KPK Butuh Backup Usut Kasus Kakap
JAKARTA, Jawa Pos – Komisi Pemberantasan Korupsi (KPK) merespons isu seputar kasus besar yang dilaporkan Presiden Joko Widodo. Lembaga antirasuah itu tidak tahu klaim Menteri Koordinator Politik, Hukum, dan Keamanan (Menko Polhukam) Mahfud MD yang menyebut kasus itu belum ditangani.
’’Kami belum mengetahui kasus apa yang dimaksud,’’ kata Wakil Ketua KPK Laode M. Syarif kemarin (13/11).
Klaim Menko Polhukam itu mendapat perhatian publik. Di satu sisi, KPK dianggap tidak mendukung pemberantasan korupsi karena mengabaikan laporan Jokowi. Di sisi lain, KPK dianggap tidak perlu memprioritaskan laporan presiden guna menjaga independensi.

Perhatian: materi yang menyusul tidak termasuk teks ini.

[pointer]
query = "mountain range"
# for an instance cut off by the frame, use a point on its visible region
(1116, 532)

Laode menyarankan agar para pihak yang ragu-ragu terhadap perkembangan pelaporan kasus korupsi datang ke KPK. Sebab, data-data pelaporan, termasuk informasi tentang siapa saja pelapor itu, tidak bisa diungkap secara terbuka. ’’(Informasi tentang siapa pelapor) menurut perundang-undangan harus dirahasiakan,’’ ungkapnya.
Sejauh ini, memang ada beberapa kasus yang menjadi perhatian Presiden Jokowi. Sejumlah pihak yang berkaitan dengan perkara tersebut sudah ditangani KPK. ’’Meskipun butuh waktu karena kompleksitas perkara dan perolehan bukti,’’ paparnya.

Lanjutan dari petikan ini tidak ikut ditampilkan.